Les écoles au centre-ville de Thetford à la fin des années 40, par Pierre Roberge

Les écoles au centre-ville de Thetford à la fin des années 40, par Pierre Roberge

Lorsque ma soeur Louise doit commencer ses études, maman va au Couvent Saint-Alphonse avec elle pour l'enregistrer et m'emmène également. Lorsque son enregistrement est fait, la Religieuse demande si son autre petite fille (!) doit être enregistrée elle aussi. Maman lui dit que je suis un garçon et que j'irai à l'école l'année suivante. La Religieuse lui mentionne alors que quelques garçons sont acceptés parmi les filles et qu'elle aimerait bien que j'y sois inscrit. La méprise de la Religieuse vient sûrement du fait que j'ai les cheveux très longs et de beaux gros boudins frisés.

L'année suivante, maman me fait couper les cheveux avant le début de l'année scolaire et je me retrouve au couvent avec quelques autres garçons et beaucoup de filles. Ma première «maitresse», une Religieuse, se nomme Soeur St-Léon-Joseph.
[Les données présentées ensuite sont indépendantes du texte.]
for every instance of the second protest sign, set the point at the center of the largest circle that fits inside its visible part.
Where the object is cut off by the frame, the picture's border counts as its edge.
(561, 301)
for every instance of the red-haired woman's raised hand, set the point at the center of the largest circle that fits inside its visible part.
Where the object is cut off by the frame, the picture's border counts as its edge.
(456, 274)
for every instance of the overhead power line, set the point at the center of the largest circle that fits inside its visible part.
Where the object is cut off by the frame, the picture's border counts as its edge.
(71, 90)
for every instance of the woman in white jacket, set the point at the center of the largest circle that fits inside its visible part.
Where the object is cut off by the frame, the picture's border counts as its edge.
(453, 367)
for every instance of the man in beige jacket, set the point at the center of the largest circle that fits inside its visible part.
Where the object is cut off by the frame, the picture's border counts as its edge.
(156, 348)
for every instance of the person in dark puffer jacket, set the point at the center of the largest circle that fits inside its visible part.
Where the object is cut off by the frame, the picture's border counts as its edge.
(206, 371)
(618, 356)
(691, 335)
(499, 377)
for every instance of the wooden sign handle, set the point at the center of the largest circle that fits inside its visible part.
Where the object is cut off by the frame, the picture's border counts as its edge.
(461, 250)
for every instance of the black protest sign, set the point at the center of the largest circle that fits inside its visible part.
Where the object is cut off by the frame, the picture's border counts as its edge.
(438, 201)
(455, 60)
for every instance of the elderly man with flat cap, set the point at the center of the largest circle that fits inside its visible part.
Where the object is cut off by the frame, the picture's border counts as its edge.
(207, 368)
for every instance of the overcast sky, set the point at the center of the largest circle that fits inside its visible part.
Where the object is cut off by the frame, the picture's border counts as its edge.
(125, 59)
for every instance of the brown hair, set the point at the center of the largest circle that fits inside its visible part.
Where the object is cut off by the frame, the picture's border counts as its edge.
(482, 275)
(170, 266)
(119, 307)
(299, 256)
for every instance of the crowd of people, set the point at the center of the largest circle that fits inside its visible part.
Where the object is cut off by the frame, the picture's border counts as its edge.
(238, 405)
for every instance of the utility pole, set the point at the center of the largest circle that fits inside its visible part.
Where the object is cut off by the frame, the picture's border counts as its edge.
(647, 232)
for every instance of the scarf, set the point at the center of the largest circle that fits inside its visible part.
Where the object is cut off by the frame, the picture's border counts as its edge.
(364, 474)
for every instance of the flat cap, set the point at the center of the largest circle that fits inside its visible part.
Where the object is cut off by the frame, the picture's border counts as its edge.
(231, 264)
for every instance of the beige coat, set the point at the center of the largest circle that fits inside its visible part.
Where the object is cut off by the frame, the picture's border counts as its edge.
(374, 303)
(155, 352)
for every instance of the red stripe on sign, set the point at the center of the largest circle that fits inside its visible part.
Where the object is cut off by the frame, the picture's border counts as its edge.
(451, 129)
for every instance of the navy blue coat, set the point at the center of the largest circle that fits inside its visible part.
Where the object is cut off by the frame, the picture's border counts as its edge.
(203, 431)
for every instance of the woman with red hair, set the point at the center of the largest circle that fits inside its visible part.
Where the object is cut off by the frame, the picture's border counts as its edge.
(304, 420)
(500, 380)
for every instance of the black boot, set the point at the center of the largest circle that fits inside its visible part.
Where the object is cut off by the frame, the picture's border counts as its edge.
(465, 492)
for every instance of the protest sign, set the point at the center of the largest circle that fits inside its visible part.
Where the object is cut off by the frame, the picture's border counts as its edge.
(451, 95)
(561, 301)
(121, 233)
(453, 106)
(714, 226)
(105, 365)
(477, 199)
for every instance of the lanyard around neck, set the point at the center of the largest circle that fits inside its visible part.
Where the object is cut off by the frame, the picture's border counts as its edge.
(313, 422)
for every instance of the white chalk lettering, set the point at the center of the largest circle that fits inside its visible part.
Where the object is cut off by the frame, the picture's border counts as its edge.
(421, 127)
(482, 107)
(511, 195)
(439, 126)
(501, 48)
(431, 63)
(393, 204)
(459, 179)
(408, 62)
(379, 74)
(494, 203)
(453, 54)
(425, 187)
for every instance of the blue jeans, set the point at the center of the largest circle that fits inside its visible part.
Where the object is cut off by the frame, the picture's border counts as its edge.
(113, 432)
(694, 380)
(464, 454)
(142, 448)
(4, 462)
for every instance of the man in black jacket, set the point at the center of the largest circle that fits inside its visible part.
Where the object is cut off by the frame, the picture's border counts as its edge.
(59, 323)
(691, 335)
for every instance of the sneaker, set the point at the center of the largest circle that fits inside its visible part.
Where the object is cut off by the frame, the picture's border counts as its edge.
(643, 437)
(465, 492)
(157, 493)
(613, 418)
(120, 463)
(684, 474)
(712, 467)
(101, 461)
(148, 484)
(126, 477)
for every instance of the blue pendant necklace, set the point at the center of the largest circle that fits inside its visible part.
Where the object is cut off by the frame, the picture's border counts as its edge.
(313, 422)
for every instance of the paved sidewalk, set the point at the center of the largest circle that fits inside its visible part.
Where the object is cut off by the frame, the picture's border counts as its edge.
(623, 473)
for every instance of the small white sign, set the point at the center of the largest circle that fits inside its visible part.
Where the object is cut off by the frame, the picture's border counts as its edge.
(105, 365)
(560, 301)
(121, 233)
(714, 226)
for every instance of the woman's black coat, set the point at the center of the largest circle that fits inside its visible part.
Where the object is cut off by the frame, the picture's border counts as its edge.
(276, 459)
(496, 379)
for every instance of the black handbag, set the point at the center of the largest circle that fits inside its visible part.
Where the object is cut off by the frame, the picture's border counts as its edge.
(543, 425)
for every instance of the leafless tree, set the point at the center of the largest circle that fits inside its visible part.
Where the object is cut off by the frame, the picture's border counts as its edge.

Je suis bébé pour mon âge car j'ai été gâté à la maison par ma grand-mère. Je suis très souvent dans la lune et rêveur. Ce qui m'intéresse c'est l'arithmétique, les autres matières ne sont pas importantes pour moi. D'autre part, depuis mon tout jeune âge je suis affligé d'un bégaiement très prononcé qui ne me dérange pas à la maison en famille. C'est une toute autre chose en classe avec les autres élèves qui n'ont pas ce problème de prononciation. En me rendant compte de la situation, j'ai toujours peur d'être la risée de la classe et j'espère que le Professeur ne me pose pas de questions ; lorsque cela arrive, même si je connais la réponse, je fais signe que je ne la connais pas !

À chaque année, le 25 novembre, on fête la Sainte-Catherine à l'école. Tous les élèves du couvent ainsi que les Religieuses sont regroupés dans la grande salle de l'École Normale. Un spectacle est présenté : des chants, des morceaux de piano, des petits sketches, etc. En première année, on nous a fait apprendre par coeur un texte, et c'est moi qu'on choisit pour en faire la récitation devant toute la salle. Je m'exécute...en bé, bégayant et c'est toute l'assistance qui rit de bon coeur. La Soeur Supérieure, assise à la première rangée, se lève et me demande de refaire de nouveau ma présentation. Beau joueur...innocent...je recommence la présentation ardue de mon texte, et...tout le monde rit...de moi. Belle leçon de charité chrétienne pour la bonne Soeur de la Charité !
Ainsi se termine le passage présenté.